またの日、小君召したれば、参るとて御返り乞ふ。
「かかる御文見るベき人もなしと聞こえよ」 とのたまへば、うち笑みて、
「違ふべくものたまはざりしものを、いかがさは申さむ」 と言ふに、心やましく、残りなくのたまはせ知らせてけると思ふに、つらきこと限りなし。
「いで、およすけたることは言はぬぞよき。さは、な参りたまひそ」 とむつかれて、 「召すには、いかでか」
とて参りぬ。
紀伊の守、すき心に、この継母のありさまを、あたらしきものに思ひて、追従 (ツイソウ)
しありければ、この子をもってかしづきて、率 (イ)
てありく。
君、召し寄せて、
「昨日待ち暮らししを、なほあひ思ふまじきなめり」 と怨 (エン)
じたまへば、顔うち赤めてゐたり。
「いづら」 とのたまふに、しかしかと申すに、 「いふかひのないことや。あさまし」 とて、またも賜へり。
「あこは知らじな。その伊予の翁よりは、先に見し人ぞ。されど、たのもしげなく、頸 (クビ)
細しとて、ふつつかなる後見まうけて、かくあなづりたまふなめり。さりとも、あこはわが子にてをあれよ。このたのもし人は、ゆくさき短かりなむ」
とのたまへば、さもやありけむ、いみじかりけることかな。と思へる、をかしとおぼす。
この子をまつはしたまひて、内裏にも率 (イ) て参りなどしたまふ。
わが御匣殿 (ミクシゲドノ) にのたまひて、装束などもせさせ、まことに親めきてあつかひたまふ。
御文はつねにあり。されど、この子もいと幼し、心よりほかに散りもせば、軽々しき名さへとりそへむ、身のおぼえをいとつきなかるべく思へば、めでたきこともわが身からこそと思ひて、うちとけたる御答
(イラヘ) へも聞こえず。
ほのかなりし御けはひありさまは、げになべてぬやはと、思ひいできこえぬにはあらねど、をかしきさまを見えたてまつりても、何にかはなるべき、など思ひかえすなりけり。
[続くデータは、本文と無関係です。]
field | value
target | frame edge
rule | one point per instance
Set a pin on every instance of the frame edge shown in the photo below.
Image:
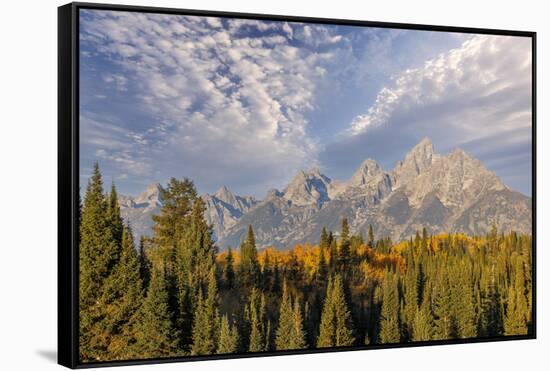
(66, 305)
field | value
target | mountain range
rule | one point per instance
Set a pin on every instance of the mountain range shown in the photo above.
(444, 193)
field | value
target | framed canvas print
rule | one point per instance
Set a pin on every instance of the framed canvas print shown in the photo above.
(235, 185)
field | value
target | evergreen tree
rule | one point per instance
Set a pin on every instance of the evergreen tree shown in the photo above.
(324, 241)
(463, 303)
(144, 263)
(228, 273)
(249, 268)
(335, 328)
(370, 242)
(115, 220)
(443, 309)
(155, 334)
(257, 321)
(177, 201)
(345, 245)
(515, 322)
(121, 299)
(389, 326)
(195, 260)
(410, 297)
(206, 319)
(322, 269)
(229, 337)
(290, 332)
(99, 252)
(423, 323)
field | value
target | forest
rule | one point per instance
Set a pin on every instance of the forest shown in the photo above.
(174, 294)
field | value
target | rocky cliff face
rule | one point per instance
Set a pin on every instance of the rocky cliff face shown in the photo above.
(444, 193)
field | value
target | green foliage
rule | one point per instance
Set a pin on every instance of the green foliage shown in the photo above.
(206, 319)
(389, 328)
(229, 337)
(336, 328)
(290, 332)
(258, 325)
(164, 299)
(121, 298)
(99, 254)
(155, 334)
(249, 268)
(228, 273)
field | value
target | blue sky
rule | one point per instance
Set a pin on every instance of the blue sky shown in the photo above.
(248, 103)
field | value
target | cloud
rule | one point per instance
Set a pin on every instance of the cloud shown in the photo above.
(226, 96)
(476, 96)
(480, 73)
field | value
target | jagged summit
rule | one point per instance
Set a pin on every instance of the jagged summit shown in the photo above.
(151, 195)
(451, 192)
(225, 195)
(416, 160)
(308, 188)
(368, 170)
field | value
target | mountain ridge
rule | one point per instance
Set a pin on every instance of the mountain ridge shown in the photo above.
(453, 192)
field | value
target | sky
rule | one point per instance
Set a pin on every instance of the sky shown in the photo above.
(249, 103)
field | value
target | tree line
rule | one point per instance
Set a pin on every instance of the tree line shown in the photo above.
(175, 294)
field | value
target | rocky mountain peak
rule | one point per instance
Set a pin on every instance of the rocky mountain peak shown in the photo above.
(368, 170)
(225, 195)
(307, 188)
(151, 195)
(419, 158)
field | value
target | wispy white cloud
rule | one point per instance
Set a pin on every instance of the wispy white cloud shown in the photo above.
(482, 86)
(217, 89)
(476, 96)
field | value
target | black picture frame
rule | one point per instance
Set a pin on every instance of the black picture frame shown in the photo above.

君はおぼしおきたる時の間もなく、心苦しくも恋しくもおぼしいづ。
思へりしけしきなどのいとほしさも、はるけむかたなくおぼしわたる。軽々しくはひまぎれ、立ち寄りたまはむも、人目のしげからむ所に、便
(ビン) なきふるまひやあらはれむと、人のためもいとほしくと、おぼしわづらふ。